Domesticação das Trufas
Embora em décadas recentes pesquisadores tenham aprendido muito sobre a ecologia das trufas, a ciência de seu plantio pouco mudou desde os anos 60, quando os cientistas franceses desenvolveram uma técnica de estufa para adicionar esporos da trufa negra de Périgord ao composto de mudas de carvalho e de aveleiras, que mais tarde foram transportadas para áreas adequadas para formar as plantações de trufas, ou truffières. Em condições ideais, as truffières podem chegar a produzir uma safra em quatro a cinco anos. Nos anos 80, após inúmeras tentativas frustradas, truffières semelhantes foram afinal estabelecidas nos Estados Unidos. Atualmente, o plantador de trufas mais produtivo da América do Norte é Tom Michaels, da Tennessee Truffles.
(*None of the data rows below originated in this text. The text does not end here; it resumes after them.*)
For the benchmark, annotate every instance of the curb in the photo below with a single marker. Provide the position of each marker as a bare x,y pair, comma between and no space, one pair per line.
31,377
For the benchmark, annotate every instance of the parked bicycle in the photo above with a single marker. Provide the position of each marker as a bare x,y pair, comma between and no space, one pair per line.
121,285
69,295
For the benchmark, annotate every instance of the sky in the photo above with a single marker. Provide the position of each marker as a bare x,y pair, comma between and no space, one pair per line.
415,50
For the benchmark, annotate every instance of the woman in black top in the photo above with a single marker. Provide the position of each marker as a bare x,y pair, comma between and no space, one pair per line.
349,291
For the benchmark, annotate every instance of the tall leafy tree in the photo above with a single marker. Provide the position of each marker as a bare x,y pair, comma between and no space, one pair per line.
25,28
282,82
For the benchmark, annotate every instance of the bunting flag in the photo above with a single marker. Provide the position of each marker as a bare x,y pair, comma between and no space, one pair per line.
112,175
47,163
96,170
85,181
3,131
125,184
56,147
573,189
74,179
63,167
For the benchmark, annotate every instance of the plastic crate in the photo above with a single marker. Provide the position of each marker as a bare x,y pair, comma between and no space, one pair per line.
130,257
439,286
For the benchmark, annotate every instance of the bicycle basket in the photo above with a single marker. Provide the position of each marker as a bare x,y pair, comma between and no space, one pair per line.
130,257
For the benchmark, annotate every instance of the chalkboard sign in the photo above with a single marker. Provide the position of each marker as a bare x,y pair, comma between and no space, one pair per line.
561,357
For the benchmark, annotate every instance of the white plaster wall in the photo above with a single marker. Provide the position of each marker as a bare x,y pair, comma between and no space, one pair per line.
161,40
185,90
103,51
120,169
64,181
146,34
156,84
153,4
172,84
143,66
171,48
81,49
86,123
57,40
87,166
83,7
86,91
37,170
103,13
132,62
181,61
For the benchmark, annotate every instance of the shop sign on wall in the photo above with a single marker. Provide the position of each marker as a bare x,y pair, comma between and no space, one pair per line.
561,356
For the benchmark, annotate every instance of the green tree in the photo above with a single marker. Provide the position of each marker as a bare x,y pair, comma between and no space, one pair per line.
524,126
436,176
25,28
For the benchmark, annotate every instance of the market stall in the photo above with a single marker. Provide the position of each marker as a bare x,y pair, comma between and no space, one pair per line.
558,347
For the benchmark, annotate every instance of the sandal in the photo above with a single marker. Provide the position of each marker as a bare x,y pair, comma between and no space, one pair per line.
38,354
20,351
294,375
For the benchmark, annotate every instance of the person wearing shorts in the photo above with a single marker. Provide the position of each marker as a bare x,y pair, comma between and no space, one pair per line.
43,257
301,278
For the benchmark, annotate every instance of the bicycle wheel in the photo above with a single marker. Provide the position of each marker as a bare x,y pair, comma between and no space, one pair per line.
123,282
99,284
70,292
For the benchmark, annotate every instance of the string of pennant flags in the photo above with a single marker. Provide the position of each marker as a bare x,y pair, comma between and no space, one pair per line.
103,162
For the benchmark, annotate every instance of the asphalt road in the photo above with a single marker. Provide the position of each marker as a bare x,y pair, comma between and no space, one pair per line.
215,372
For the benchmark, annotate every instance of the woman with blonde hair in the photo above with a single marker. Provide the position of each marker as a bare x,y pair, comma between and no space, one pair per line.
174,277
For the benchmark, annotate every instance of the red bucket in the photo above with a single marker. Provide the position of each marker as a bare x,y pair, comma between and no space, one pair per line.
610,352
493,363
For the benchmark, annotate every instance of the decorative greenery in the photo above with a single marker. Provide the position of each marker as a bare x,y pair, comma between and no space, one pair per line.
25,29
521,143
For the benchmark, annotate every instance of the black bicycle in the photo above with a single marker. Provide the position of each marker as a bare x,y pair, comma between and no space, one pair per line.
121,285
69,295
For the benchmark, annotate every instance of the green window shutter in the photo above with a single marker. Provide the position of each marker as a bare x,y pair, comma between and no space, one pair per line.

Ex-aluno de Trappe, Michaels produziu a impressionante quantidade de 100 quilos de trufas de Périgord na safra 2008-2009. Para obter esses resultados, ele cuida bem do solo, adicionando calcário o ano todo para mantê-lo friável e bem drenado. Nova Zelândia e Austrália também obtiveram sucesso no cultivo de trufas de Périgord. Em franco contraste com os sucessos do plantio das trufas de Périgord, os esforços para cultivar a espécie de trufas mais valorizada – a trufa branca italiana, que Mirko e Clinto procuravam e tem aroma especialmente intenso – falharam. Por razões que permanecem desconhecidas, essa espécie simplesmente se recusa a crescer em estufa. Por isso, o seqüenciamento de seu genoma, já quase concluído, poderia fornecer indícios para fazer a rainha das trufas crescer sob comando. Ao mesmo tempo, as trufas podem se tornar predominantes mesmo sem seu cultivo: conforme a terra aquece, os hábitats mais quentes e mais secos, dos quais elas se favorecem, vão se espalhar, preparando o cenário para aumento de produção e evolução acelerada. Assim, a mudança climática pode trazer benefício para alguns: mais trufas para os homens e para os animais.